In the wake of Volkswagen’s diesel scandal, and with increasingly tough emission standards, Volvo thinks its time to let oil burners go.
The Swedish carmaker recently presented two concepts previewing the next 40 Series models, powered by a new T5 Twin Engine plug-in hybrid powertrain. According to Car&Driver, Volvo CEO Hakan Samuelsson told journalists at the launch event that the Swedish car maker will progressively replace diesels engine over the next decade or so.
“It is a very attractive alternative to a diesel engine. It offers much lower CO2 levels but more or less the same performance in both horsepower and torque. On cost, I would say that within a couple of years we will see a crossover, the diesel getting more expensive and the [hybrid system] going down,” said Samuelsson.
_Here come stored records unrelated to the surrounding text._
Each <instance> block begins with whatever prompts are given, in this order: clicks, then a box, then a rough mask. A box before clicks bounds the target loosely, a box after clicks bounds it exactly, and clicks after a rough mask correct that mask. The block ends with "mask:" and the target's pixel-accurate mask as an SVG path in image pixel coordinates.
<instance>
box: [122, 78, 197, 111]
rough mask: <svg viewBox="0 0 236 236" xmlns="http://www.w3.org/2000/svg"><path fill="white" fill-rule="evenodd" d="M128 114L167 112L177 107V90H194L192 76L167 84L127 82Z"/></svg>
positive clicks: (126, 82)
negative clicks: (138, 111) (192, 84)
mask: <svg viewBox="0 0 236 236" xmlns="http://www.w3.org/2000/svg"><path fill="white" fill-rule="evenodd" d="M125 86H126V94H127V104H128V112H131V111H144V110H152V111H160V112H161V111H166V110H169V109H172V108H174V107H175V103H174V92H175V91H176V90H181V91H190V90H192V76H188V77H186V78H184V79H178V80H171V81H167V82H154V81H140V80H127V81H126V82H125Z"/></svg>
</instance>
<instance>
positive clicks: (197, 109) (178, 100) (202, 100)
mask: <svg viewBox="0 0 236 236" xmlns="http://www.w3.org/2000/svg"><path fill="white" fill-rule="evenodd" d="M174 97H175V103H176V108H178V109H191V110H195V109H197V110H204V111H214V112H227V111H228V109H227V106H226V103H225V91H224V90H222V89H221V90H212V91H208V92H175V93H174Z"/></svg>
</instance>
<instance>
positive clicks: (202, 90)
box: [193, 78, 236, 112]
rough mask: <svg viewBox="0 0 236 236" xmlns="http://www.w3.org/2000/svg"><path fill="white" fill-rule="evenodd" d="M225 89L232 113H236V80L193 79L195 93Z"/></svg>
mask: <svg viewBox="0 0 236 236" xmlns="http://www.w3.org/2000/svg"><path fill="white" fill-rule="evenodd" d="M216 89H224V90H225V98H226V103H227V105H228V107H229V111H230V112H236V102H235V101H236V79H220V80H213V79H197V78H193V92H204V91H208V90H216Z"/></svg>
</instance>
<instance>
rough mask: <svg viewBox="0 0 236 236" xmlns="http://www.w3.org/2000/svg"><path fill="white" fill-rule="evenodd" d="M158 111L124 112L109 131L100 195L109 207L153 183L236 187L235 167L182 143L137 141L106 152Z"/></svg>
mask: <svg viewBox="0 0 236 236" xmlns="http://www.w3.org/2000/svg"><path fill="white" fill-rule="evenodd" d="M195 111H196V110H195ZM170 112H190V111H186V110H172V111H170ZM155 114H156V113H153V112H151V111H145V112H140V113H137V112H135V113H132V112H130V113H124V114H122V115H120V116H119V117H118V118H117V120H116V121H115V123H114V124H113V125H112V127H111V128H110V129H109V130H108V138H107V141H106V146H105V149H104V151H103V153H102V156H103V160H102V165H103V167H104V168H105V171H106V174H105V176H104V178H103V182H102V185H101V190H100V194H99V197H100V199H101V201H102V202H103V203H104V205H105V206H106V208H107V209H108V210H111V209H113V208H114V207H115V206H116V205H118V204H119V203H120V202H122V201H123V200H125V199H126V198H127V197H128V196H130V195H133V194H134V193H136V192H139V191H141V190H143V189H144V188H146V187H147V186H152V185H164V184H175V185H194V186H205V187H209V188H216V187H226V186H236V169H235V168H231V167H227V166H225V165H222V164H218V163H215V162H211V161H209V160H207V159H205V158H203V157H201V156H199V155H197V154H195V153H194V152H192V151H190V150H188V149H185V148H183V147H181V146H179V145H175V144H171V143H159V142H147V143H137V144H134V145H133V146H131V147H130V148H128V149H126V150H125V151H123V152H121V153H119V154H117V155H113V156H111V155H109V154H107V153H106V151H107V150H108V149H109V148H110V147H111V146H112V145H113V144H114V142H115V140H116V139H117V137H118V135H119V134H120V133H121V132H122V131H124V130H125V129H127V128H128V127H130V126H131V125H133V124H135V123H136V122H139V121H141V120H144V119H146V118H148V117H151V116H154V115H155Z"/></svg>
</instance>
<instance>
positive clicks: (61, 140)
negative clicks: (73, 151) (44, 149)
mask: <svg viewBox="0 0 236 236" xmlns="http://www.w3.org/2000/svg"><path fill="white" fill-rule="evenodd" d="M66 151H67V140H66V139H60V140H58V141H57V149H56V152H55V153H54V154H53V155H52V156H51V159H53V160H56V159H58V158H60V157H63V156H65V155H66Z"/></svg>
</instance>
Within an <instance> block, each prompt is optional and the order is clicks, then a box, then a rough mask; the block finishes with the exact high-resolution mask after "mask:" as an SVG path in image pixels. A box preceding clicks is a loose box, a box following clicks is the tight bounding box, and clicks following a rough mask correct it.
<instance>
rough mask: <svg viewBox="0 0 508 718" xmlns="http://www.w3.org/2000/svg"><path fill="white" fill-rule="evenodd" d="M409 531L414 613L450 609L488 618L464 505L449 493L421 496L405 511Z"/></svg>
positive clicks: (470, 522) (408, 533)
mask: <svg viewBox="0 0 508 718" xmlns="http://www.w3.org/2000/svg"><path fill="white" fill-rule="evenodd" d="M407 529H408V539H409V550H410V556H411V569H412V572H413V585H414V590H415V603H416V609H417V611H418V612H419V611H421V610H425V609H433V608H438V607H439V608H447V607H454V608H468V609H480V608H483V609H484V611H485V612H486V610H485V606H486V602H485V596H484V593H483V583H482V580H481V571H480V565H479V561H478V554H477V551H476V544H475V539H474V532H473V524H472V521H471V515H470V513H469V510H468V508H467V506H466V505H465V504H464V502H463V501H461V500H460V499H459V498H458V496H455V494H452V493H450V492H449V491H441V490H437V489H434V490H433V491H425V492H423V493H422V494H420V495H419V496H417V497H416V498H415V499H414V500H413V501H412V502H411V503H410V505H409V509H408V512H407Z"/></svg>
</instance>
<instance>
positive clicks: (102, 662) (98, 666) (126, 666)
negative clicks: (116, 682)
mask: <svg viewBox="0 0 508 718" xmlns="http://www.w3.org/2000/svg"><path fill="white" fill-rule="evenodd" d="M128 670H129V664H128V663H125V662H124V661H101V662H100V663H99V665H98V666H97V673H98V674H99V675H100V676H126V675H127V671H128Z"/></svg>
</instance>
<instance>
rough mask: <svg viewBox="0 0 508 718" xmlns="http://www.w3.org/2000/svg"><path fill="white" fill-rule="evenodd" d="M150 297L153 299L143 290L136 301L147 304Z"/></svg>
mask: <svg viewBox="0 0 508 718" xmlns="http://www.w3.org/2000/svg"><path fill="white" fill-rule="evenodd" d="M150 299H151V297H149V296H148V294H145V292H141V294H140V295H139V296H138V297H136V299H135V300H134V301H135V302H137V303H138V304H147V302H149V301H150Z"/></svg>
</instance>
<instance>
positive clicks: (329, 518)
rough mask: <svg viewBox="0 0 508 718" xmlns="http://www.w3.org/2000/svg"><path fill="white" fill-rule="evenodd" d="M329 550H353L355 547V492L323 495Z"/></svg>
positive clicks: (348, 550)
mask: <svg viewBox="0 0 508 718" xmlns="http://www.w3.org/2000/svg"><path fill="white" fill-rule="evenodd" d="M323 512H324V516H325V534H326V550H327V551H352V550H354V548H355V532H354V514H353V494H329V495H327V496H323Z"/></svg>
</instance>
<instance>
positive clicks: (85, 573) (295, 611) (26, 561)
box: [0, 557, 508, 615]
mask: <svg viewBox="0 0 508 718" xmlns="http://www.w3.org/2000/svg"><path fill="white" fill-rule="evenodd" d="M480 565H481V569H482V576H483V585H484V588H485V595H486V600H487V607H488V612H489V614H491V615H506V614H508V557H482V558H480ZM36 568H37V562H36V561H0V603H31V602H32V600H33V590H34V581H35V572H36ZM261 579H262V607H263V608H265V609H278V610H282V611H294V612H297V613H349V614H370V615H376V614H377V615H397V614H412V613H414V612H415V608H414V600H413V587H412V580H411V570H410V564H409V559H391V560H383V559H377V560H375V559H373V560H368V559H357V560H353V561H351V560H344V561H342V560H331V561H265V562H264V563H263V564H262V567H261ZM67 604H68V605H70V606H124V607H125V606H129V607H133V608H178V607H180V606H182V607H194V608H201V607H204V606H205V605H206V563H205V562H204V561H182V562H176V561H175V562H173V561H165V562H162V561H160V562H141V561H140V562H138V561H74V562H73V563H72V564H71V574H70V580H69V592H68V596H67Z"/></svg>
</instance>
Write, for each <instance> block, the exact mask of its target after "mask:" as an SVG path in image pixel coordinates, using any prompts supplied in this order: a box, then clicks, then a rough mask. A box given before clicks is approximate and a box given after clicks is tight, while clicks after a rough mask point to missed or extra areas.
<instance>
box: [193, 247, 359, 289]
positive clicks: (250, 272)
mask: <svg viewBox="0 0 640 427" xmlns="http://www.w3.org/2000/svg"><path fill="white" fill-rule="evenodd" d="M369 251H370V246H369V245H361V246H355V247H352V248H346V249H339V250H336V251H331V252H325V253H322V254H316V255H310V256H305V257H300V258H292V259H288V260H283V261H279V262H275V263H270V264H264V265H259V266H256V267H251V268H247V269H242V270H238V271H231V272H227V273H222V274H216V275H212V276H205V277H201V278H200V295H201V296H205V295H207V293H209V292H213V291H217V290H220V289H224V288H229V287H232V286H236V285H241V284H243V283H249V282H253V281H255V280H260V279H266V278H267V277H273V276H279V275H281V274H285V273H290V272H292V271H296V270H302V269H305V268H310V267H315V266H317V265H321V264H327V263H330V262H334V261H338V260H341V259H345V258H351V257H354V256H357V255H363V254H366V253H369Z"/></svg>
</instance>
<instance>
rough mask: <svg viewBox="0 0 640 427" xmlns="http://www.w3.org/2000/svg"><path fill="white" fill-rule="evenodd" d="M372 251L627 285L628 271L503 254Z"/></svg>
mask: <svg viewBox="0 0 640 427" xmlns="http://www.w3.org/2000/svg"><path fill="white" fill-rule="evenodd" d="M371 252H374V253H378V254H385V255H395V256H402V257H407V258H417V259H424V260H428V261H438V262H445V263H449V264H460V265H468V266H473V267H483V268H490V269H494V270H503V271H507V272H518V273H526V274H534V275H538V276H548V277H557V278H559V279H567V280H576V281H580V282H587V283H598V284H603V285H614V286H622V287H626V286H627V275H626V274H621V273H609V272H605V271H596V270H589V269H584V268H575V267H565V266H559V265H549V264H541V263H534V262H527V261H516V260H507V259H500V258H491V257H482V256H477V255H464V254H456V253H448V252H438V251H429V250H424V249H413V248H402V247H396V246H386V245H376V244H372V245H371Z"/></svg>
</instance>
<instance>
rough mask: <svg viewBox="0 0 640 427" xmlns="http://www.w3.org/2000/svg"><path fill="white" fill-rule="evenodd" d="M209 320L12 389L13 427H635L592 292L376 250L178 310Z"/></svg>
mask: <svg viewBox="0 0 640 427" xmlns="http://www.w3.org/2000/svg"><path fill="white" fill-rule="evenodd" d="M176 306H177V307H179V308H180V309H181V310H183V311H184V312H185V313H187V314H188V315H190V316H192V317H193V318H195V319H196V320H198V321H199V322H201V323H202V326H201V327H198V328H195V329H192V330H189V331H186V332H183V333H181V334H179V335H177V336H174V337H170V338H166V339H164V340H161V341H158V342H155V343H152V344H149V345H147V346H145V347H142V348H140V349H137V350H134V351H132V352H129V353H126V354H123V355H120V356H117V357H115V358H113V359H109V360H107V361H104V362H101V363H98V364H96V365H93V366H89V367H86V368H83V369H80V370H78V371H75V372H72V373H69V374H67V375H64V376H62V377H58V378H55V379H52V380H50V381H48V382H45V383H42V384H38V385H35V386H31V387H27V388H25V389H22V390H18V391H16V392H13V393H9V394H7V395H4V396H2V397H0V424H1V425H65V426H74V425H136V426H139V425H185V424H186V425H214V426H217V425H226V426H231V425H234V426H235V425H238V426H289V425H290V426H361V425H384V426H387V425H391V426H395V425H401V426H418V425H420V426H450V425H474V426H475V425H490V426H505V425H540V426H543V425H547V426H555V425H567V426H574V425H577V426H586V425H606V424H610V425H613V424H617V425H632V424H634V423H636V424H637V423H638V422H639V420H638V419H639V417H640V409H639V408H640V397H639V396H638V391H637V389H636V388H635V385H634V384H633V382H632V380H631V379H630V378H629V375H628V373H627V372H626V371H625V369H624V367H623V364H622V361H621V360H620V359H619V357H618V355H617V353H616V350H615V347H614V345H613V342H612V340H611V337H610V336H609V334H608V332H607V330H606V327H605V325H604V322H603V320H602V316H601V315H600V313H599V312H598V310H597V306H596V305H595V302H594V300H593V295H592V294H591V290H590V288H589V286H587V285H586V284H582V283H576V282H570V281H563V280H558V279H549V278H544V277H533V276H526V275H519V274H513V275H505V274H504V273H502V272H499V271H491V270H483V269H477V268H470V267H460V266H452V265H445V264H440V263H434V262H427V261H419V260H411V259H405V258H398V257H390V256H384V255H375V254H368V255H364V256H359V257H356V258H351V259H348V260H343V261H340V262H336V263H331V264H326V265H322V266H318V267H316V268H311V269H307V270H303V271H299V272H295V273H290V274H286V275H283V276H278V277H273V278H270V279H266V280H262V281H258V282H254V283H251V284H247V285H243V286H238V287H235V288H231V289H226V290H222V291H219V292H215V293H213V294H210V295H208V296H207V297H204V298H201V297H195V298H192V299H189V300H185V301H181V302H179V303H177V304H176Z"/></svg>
The new T5 engine (and other similar engines) will deliver diesel-like economy in real world-use and, although not confirmed yet, the hybrid powerplant is expected to emit less than 95g/km of CO2 – in European testing. Moreover, Samuelsson believes that various methods of reducing CO2 emissions in diesels – in order to meet future standards – will make them more arduous to use compared to hybrids:
“Diesels will be more expensive, they will have much more advanced after-treatment with additional fluids that have to be filled not once a year, but probably every time you refuel the car. I think that it’s very realistic that the percentage will go down. If it will go down to zero, I think we don’t need to speculate—let the future decide, let customers decide. We are flexible enough that we can make petrol and diesels on the same line, basically.”
Either way, Volvo seems prepared to offer customers what they want.